Marriage, gender and obesity in later life

Affiliations

Marriage, gender and obesity in later life

Sven E Wilson. Econ Hum Biol. 2012 Dec.

Abstract

A large body of literature argues that marriage promotes health and increases longevity. But do these benefits extend to maintaining a healthy body weight, as the economic theory of health investment suggests they should? They do not. Using the Health and Retirement Study (HRS), I find that entry into marriage among both men and women aged 51-70 is associated with weight gain and exit from marriage with weight loss.

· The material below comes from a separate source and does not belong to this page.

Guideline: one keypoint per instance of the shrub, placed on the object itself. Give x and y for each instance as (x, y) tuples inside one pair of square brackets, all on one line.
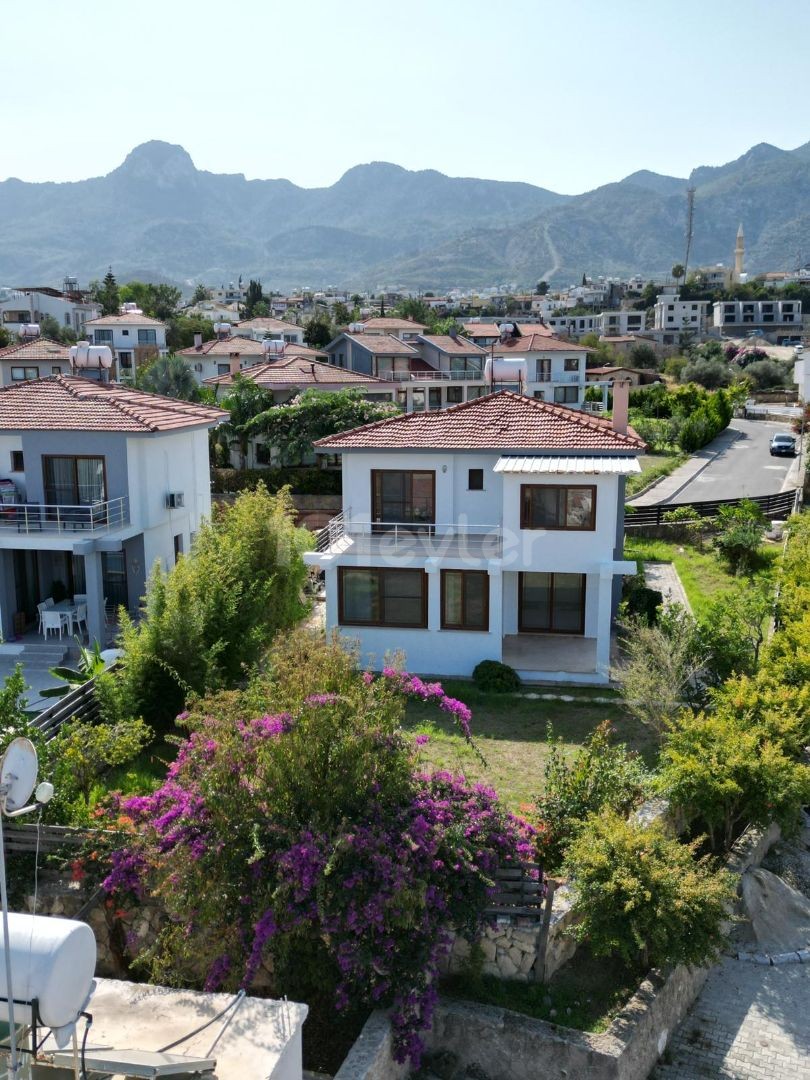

I evaluate three additional theories with respect to the cross-sectional and longitudinal variation in the data. First, it may be that a broader set of shared risk factors (such as social obligations regarding meals) raises body mass for married couples. However, the shared risk factor model predicts that the intra-couple correlation should increase with respect to marital duration. Instead, it declines. Second, scholars have recently promoted a "crisis" model of marriage in which marital transitions, not marital status, determine differences in body mass. The crisis model is consistent with short-term effects seen for divorce, but not for the persistent weight gains associated with marriage or the persistent weight loss following widowhood. And transition models, in general, cannot explain significant cross-sectional differences across marital states in a population that is no longer experiencing many transitions, nor can it account for the prominent gender differences (in late middle-age, the heaviest group is unmarried women and the lightest are unmarried men). Third, I argue that pressures of the marriage market, in combination with gendered preferences regarding partner BMI, can account for all the longitudinal and cross-sectional patterns found in the data.